On 3 July Michael Heseltine announced a major DTI reorganisation which reshaped the Department to relate more closely to sectors of industry. Eleven new divisions were created, seven of which were sectoral divisions. 
1993 On 25th January a new hotline called 'Business in Europe' was launched to help UK companies to do business in Europe.

On 10 June the formation was announced of the new National Technology Centre to be created from Warren Spring Laboratory and AEA Technology. Warren Spring Laboratory ceased as a separate entity at the end of the financial year. 
1995 On 12th July, John Major undertook a cabinet re-shuffle, Michael Heseltine became Deputy Prime Minister and First Secretary of State. The new President of the Board of Trade and Secretary of State for Trade and Industry was Ian Lang. The Department of Employment was merged with the Department for Education to become Department for Education and Employment (DfEE) The DTI inherited the functions of industrial relations from the Employment Dept: also from the Cabinet Office came the Office of Science and Technology (OST). The Competitiveness Division and Deregulation Unit were transferred from DTI to the Cabinet Office. 
1997 After the general election of 1 May, Tony Blair, the new Prime Minister, announced his new cabinet on 6 May, appointing Margaret Beckett as the new President of the Board of Trade, Secretary of State for Trade & Industry. 
1998 On 27 July Tony Blair undertook a cabinet re-shuffle and appointed Peter Mandelson as Secretary of State for Trade and Industry. On 23 December Stephen Byers succeeded Peter Mandelson as Secretary of State. 
1999 In April, the Overseas Trade Services of the DTI were combined with the overseas posts of the Foreign and Commonwealth Office to form British Trade International. British Trade International is headed by a Chief Executive answerable directly to the Secretary of State for Trade & Industry and the Foreign Secretary. 
2001  After the general election of 7 June Patricia Hewitt was appointed as Secretary of State for Trade and Industry and Minister for Women. Patricia Hewitt became the DTI's longest serving Secretary of State.
At the same time there were major changes in the responsibilities of the DTI.  These included taking over responsibility for the Regional Development agencies and the construction industry from the former DETR.

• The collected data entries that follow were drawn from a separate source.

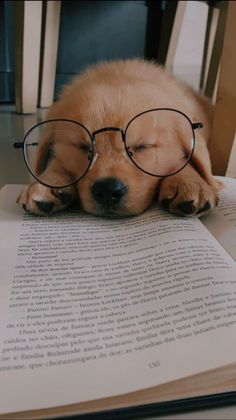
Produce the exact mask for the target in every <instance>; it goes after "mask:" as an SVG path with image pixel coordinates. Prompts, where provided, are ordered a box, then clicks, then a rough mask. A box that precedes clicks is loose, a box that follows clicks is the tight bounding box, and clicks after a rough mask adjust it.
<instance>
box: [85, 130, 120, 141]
mask: <svg viewBox="0 0 236 420" xmlns="http://www.w3.org/2000/svg"><path fill="white" fill-rule="evenodd" d="M107 131H116V132H117V131H118V132H120V133H121V138H122V140H123V141H124V137H125V135H124V130H123V129H122V128H119V127H103V128H99V129H98V130H96V131H94V132H93V133H92V138H93V141H94V142H95V141H96V135H97V134H100V133H105V132H107Z"/></svg>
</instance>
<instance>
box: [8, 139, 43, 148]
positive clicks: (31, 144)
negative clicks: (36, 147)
mask: <svg viewBox="0 0 236 420" xmlns="http://www.w3.org/2000/svg"><path fill="white" fill-rule="evenodd" d="M26 146H38V143H37V142H36V143H30V144H27V145H26ZM13 147H14V149H23V148H24V142H23V141H22V142H16V143H14V144H13Z"/></svg>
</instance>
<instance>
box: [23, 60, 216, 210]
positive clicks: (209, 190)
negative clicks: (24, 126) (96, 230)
mask: <svg viewBox="0 0 236 420" xmlns="http://www.w3.org/2000/svg"><path fill="white" fill-rule="evenodd" d="M152 108H175V109H177V110H180V111H181V112H183V113H184V114H186V115H187V116H188V117H189V118H190V120H191V121H192V122H198V121H200V122H202V123H203V128H202V129H201V130H196V132H195V136H196V145H195V150H194V153H193V155H192V157H191V160H190V161H189V163H188V164H187V165H186V166H185V167H184V168H183V169H182V170H181V171H180V172H178V173H176V174H174V175H172V176H168V177H156V176H151V175H149V174H148V173H145V172H143V171H141V170H140V169H139V168H137V166H135V164H133V163H132V162H131V160H130V159H129V158H127V156H126V157H125V154H124V144H123V142H122V139H121V133H120V132H118V131H106V132H105V131H103V132H100V133H98V135H97V136H96V150H97V151H98V153H97V155H96V159H94V161H93V163H92V165H91V166H90V169H89V170H88V171H87V173H86V174H85V176H84V177H82V178H81V179H80V181H79V182H77V183H76V184H74V185H72V186H69V187H65V188H49V187H47V186H45V185H42V184H41V183H38V182H33V183H32V184H31V185H29V186H28V187H27V189H26V190H25V191H24V192H23V193H22V194H21V196H20V197H19V199H18V202H19V203H20V204H21V205H22V206H23V208H24V209H25V210H26V211H30V212H32V213H36V214H41V215H44V214H49V213H53V212H56V211H58V210H61V209H64V208H66V207H67V206H68V205H69V204H70V203H71V202H72V201H73V200H78V202H79V203H80V204H79V205H80V206H81V207H82V208H83V209H84V210H85V211H86V212H89V213H92V214H94V215H98V216H104V217H110V216H113V217H122V216H131V215H137V214H139V213H142V212H143V211H145V210H146V209H147V208H148V207H149V206H150V204H151V203H152V202H153V200H154V199H155V198H156V199H158V200H159V203H160V204H161V205H162V206H164V207H165V208H166V209H168V210H169V211H170V212H173V213H178V214H181V215H184V216H193V215H195V214H202V213H204V212H206V211H208V210H210V209H212V208H214V207H215V206H216V205H217V202H218V196H217V192H218V190H219V189H220V188H221V185H220V183H219V182H218V181H217V180H215V179H214V177H213V175H212V172H211V163H210V157H209V153H208V149H207V143H208V139H209V134H210V128H211V118H212V106H211V105H210V103H209V102H208V101H207V100H206V99H205V98H203V97H202V96H200V95H199V94H197V93H195V92H194V91H193V90H192V89H190V88H188V87H186V86H184V85H183V84H181V83H179V82H178V81H176V80H175V79H174V78H173V77H171V76H170V75H169V74H167V72H165V70H164V69H163V68H162V67H160V66H158V65H156V64H154V63H151V62H145V61H143V60H138V59H132V60H119V61H112V62H102V63H100V64H98V65H96V66H94V67H91V68H89V69H87V70H86V71H85V72H84V73H82V74H81V75H79V76H78V77H76V78H75V79H74V80H73V81H72V82H71V84H69V85H68V86H66V87H65V88H64V89H63V91H62V94H61V96H60V98H59V100H58V101H57V102H55V103H54V104H53V105H52V107H51V109H50V110H49V113H48V119H58V118H60V119H69V120H73V121H77V122H80V123H81V124H83V125H84V126H85V127H86V128H87V129H88V130H89V131H90V133H93V132H95V131H96V130H99V129H101V128H104V127H117V128H120V129H124V127H126V125H127V123H128V122H129V121H130V120H131V119H132V118H133V117H134V116H135V115H137V114H139V113H142V112H143V111H146V110H149V109H152ZM148 136H149V133H148V132H145V136H143V140H142V141H143V142H145V141H148V140H147V139H148ZM160 137H161V133H160ZM183 137H184V133H183V131H182V132H181V127H178V129H176V131H175V133H174V134H173V138H172V139H171V140H172V146H173V147H174V145H175V144H177V142H179V141H181V138H183ZM159 140H160V141H161V138H160V139H159ZM49 141H50V140H49V139H46V140H44V145H45V144H47V143H48V142H49ZM62 141H63V140H61V142H62ZM59 142H60V139H59ZM148 147H149V146H148ZM142 148H144V149H145V144H144V146H143V145H142V146H141V148H139V149H138V152H139V153H140V154H141V153H143V152H142ZM73 150H74V149H72V148H69V147H68V146H67V148H66V149H64V155H66V160H67V164H68V165H69V167H70V165H71V167H72V166H73V165H74V166H76V154H75V150H74V152H73ZM38 153H39V155H40V153H41V154H42V153H43V148H41V151H40V150H39V152H38ZM72 156H73V159H72ZM39 158H40V156H39V157H38V159H39ZM143 159H144V160H145V155H144V154H143ZM47 163H48V162H47ZM164 164H165V163H164ZM46 166H47V165H46ZM157 166H158V164H157ZM43 170H44V171H46V172H47V179H50V180H51V183H52V185H55V182H59V184H60V183H61V185H66V184H67V185H68V184H69V183H70V182H69V179H67V177H68V175H67V173H68V172H70V170H69V169H68V171H64V169H63V168H62V167H61V166H60V164H59V162H57V161H56V159H55V158H53V154H52V157H51V161H50V162H49V164H48V166H47V167H44V169H43ZM156 170H157V173H158V168H157V169H156Z"/></svg>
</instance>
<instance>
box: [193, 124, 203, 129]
mask: <svg viewBox="0 0 236 420" xmlns="http://www.w3.org/2000/svg"><path fill="white" fill-rule="evenodd" d="M202 127H203V124H202V123H192V128H193V130H197V129H198V128H202Z"/></svg>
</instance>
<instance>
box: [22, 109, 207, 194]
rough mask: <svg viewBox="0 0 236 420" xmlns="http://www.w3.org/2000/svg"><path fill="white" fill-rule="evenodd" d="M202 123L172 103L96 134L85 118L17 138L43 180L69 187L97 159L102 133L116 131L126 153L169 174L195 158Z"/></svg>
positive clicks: (99, 132)
mask: <svg viewBox="0 0 236 420" xmlns="http://www.w3.org/2000/svg"><path fill="white" fill-rule="evenodd" d="M202 126H203V125H202V123H200V122H197V123H192V122H191V120H190V119H189V117H188V116H187V115H185V114H184V113H183V112H181V111H179V110H176V109H172V108H155V109H151V110H147V111H144V112H141V113H140V114H138V115H136V116H135V117H133V118H132V119H131V120H130V121H129V122H128V124H127V125H126V127H125V128H124V129H123V128H118V127H104V128H100V129H98V130H96V131H94V132H93V133H90V131H89V130H88V129H87V128H86V127H85V126H84V125H83V124H81V123H80V122H77V121H73V120H69V119H52V120H47V121H44V122H40V123H39V124H37V125H35V126H34V127H32V128H31V129H30V130H29V131H28V132H27V133H26V135H25V137H24V141H23V142H20V143H14V147H15V148H23V152H24V160H25V163H26V166H27V168H28V170H29V171H30V173H31V175H32V176H33V177H34V178H35V179H36V180H37V181H38V182H40V183H41V184H43V185H46V186H48V187H52V188H64V187H67V186H70V185H73V184H75V183H76V182H78V181H80V179H81V178H83V177H84V176H85V175H86V173H87V172H88V170H89V169H90V167H91V165H92V163H93V162H94V161H95V159H96V156H97V153H96V136H97V134H99V133H102V132H105V131H117V132H120V134H121V141H122V142H123V145H124V151H125V153H126V156H127V157H128V158H129V160H130V161H131V162H132V163H133V164H134V165H135V166H136V167H137V168H138V169H139V170H141V171H143V172H144V173H146V174H148V175H150V176H155V177H167V176H171V175H175V174H176V173H178V172H180V171H181V170H182V169H183V168H184V167H185V166H186V165H187V163H188V162H189V161H190V159H191V157H192V154H193V152H194V146H195V132H194V131H195V129H198V128H201V127H202ZM98 141H99V140H98Z"/></svg>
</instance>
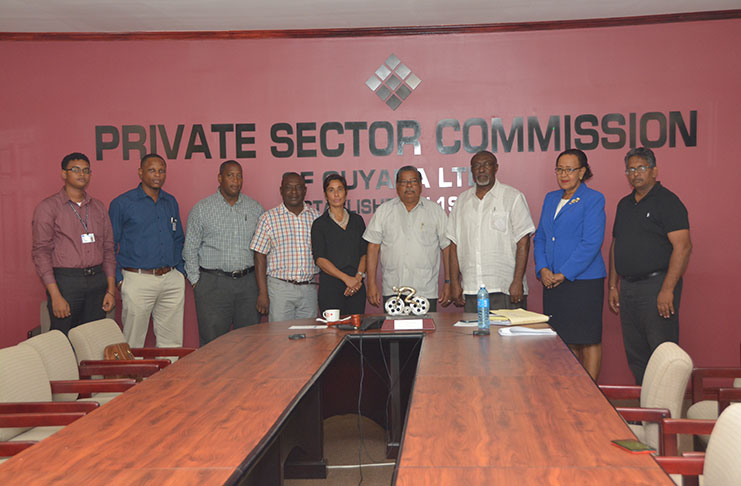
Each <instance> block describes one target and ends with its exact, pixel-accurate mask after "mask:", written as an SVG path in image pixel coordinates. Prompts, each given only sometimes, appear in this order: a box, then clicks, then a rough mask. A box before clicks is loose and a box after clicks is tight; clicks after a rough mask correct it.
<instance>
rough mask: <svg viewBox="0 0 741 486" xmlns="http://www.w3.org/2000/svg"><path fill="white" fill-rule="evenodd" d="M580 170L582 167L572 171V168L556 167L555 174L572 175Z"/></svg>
mask: <svg viewBox="0 0 741 486" xmlns="http://www.w3.org/2000/svg"><path fill="white" fill-rule="evenodd" d="M579 169H581V167H577V168H576V169H572V168H571V167H556V169H555V170H554V171H553V172H555V173H556V174H558V175H561V174H568V175H571V174H573V173H574V172H576V171H577V170H579Z"/></svg>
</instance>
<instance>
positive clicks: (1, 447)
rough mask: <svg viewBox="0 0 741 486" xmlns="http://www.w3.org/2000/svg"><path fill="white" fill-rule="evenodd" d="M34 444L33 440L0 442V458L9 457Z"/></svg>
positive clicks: (27, 448) (17, 453) (18, 452)
mask: <svg viewBox="0 0 741 486" xmlns="http://www.w3.org/2000/svg"><path fill="white" fill-rule="evenodd" d="M35 443H36V441H35V440H15V441H8V442H0V457H10V456H14V455H16V454H18V453H19V452H21V451H23V450H26V449H28V448H29V447H31V446H32V445H34V444H35Z"/></svg>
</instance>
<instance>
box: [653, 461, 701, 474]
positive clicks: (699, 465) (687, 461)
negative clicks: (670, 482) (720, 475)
mask: <svg viewBox="0 0 741 486" xmlns="http://www.w3.org/2000/svg"><path fill="white" fill-rule="evenodd" d="M654 459H656V462H658V463H659V466H661V467H662V468H663V469H664V472H666V473H667V474H681V475H683V476H699V475H700V474H702V470H703V468H704V467H705V458H704V457H677V456H664V457H654Z"/></svg>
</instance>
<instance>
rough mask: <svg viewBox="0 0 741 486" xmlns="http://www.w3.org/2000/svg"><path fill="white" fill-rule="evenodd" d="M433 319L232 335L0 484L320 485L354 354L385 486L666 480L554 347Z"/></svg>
mask: <svg viewBox="0 0 741 486" xmlns="http://www.w3.org/2000/svg"><path fill="white" fill-rule="evenodd" d="M432 316H433V317H434V319H435V323H436V325H437V330H436V331H435V332H431V333H424V334H423V333H420V332H416V333H406V334H403V335H400V334H397V333H384V334H383V335H380V336H379V334H380V333H379V332H378V331H370V332H369V333H367V334H366V335H364V336H363V337H362V339H361V337H360V336H359V335H357V333H353V332H350V333H348V332H344V331H337V330H334V329H329V330H310V331H294V330H289V329H288V327H289V325H291V324H302V323H303V324H309V323H311V321H295V322H293V323H269V324H260V325H257V326H252V327H249V328H244V329H239V330H236V331H232V332H230V333H229V334H227V335H225V336H222V337H221V338H219V339H217V340H216V341H214V342H212V343H210V344H208V345H207V346H205V347H203V348H201V349H199V350H198V351H196V352H195V353H192V354H191V355H189V356H187V357H186V358H184V359H182V360H180V361H178V362H177V363H175V364H173V365H172V366H169V367H168V368H166V369H165V370H163V371H161V372H159V373H157V374H156V375H154V376H152V377H151V378H149V379H147V380H145V381H144V382H142V383H140V384H138V385H137V386H135V387H134V388H132V389H131V390H129V391H127V392H126V393H124V394H122V395H121V396H119V397H117V398H116V399H114V400H112V401H111V402H110V403H108V404H107V405H105V406H104V407H101V408H100V409H98V410H96V411H94V412H92V413H91V414H89V415H87V416H85V417H84V418H82V419H80V420H78V421H76V422H75V423H73V424H71V425H69V426H67V427H65V428H64V429H62V430H61V431H60V432H58V433H56V434H54V435H53V436H51V437H49V438H48V439H46V440H44V441H43V442H41V443H39V444H37V445H35V446H33V447H31V448H29V449H27V450H25V451H24V452H22V453H20V454H19V455H17V456H15V457H14V458H12V459H10V460H9V461H7V462H6V463H5V464H3V465H0V484H2V485H4V486H9V485H16V484H18V485H35V486H42V485H52V484H53V485H75V486H78V485H86V486H96V485H117V484H122V485H158V486H160V485H181V484H182V485H198V486H202V485H221V484H228V485H241V484H246V485H249V484H258V485H269V484H280V483H281V482H282V479H281V478H282V474H281V471H282V467H285V473H286V475H289V476H293V477H301V476H304V477H305V476H317V475H318V476H321V474H323V472H324V463H323V455H322V454H323V451H322V449H321V447H322V445H321V442H322V432H321V418H323V417H327V416H331V415H334V414H337V413H346V412H352V411H353V410H354V411H357V401H358V386H357V385H358V384H359V375H360V356H361V355H360V352H361V351H362V353H363V356H364V357H365V359H366V361H365V365H364V372H365V373H364V381H363V414H364V415H368V416H370V417H371V418H373V419H374V420H376V421H378V422H379V423H381V424H382V425H384V426H385V427H386V428H387V429H388V439H389V440H388V442H389V447H388V451H389V454H390V455H391V456H394V455H396V454H397V453H398V463H397V469H396V473H395V484H396V485H397V486H416V485H496V484H502V485H510V484H528V485H530V484H532V485H546V484H547V485H569V486H571V485H574V484H594V485H602V484H620V485H666V486H671V485H672V484H673V483H672V481H671V480H670V479H669V477H668V476H667V475H666V474H664V473H663V471H662V470H661V469H660V467H659V466H658V465H657V464H656V462H655V461H654V460H653V458H651V457H650V456H647V455H633V454H630V453H627V452H624V451H622V450H620V449H618V448H616V447H614V446H613V445H611V444H610V440H612V439H622V438H628V437H631V433H630V432H629V429H628V427H627V426H626V425H625V424H624V423H623V421H622V420H621V418H620V417H619V415H618V414H617V413H616V412H615V411H614V409H613V408H612V406H610V404H609V403H608V402H607V400H606V399H605V398H604V396H603V395H602V394H601V392H600V391H599V389H598V388H597V387H596V386H595V385H594V384H593V382H592V381H591V380H590V378H589V377H588V375H587V374H586V372H585V371H584V369H583V368H582V367H581V366H580V365H579V363H578V362H577V361H576V359H575V358H574V357H573V355H572V354H571V353H570V352H569V350H568V349H567V347H566V346H565V345H564V344H563V342H562V341H561V340H560V339H559V338H557V337H555V336H522V337H501V336H499V335H498V334H496V332H494V333H493V334H492V335H491V336H489V337H474V336H472V335H471V330H470V329H467V328H455V327H453V326H452V324H453V323H454V322H455V321H456V320H458V319H459V318H461V314H444V313H443V314H432ZM296 332H305V333H306V334H307V338H306V339H301V340H289V339H288V336H289V335H290V334H293V333H296ZM346 338H347V339H346ZM389 398H390V399H389ZM387 399H388V401H387ZM387 403H389V404H390V405H388V408H387V405H386V404H387ZM378 404H381V405H380V409H379V405H378ZM407 408H408V412H407V415H406V421H405V415H404V411H406V410H407ZM402 437H403V439H402V440H400V439H401V438H402ZM399 442H401V444H400V449H399ZM295 446H298V447H295ZM291 451H292V452H291Z"/></svg>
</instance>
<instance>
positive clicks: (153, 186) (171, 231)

Shared responsibility with the FCO for British Trade International was vested in a single Minister of State.  The Department also took over responsibility for Sunday trading and British summertime from the Home Office.

2002 Responsibility for the Women and Equality Unit was transferred from the Cabinet Office.

2004 Responsibility for the Shareholder Executive was transferred from the Cabinet Office.

2005 Following the May General Election the DTI's name was changed to the Department for Productivity, Energy and Industry. But within a week the old name had been reinstated.

2006 In May, following a ministerial reshuffle, responsibility for the Women and Equality Unit and the Women's National Commission were transferred to the Department for Communities & Local Government (DCLG). The DTI's Social Enterprise Unit and the Home Office's Active Communities Directorate were transferred to the Cabinet Office to form a new Office of the Third Sector.

In June 2007 three new departments were formed from the DTI, DFES and the Better Regulation Executive.  The work of the Office of Science and Innovation was moved to the new Department of Innovation, Universities and Skills.  The rest of DTI and the Better Regulation Executive (BRE) from the Cabinet Office became the Department for Business, Enterprise and Regulatory Reform with John Hutton as its first Secretary of State. The Regional Economic Performance Unit also transferred into BERR from the Department for Communities & Local Government (DCLG).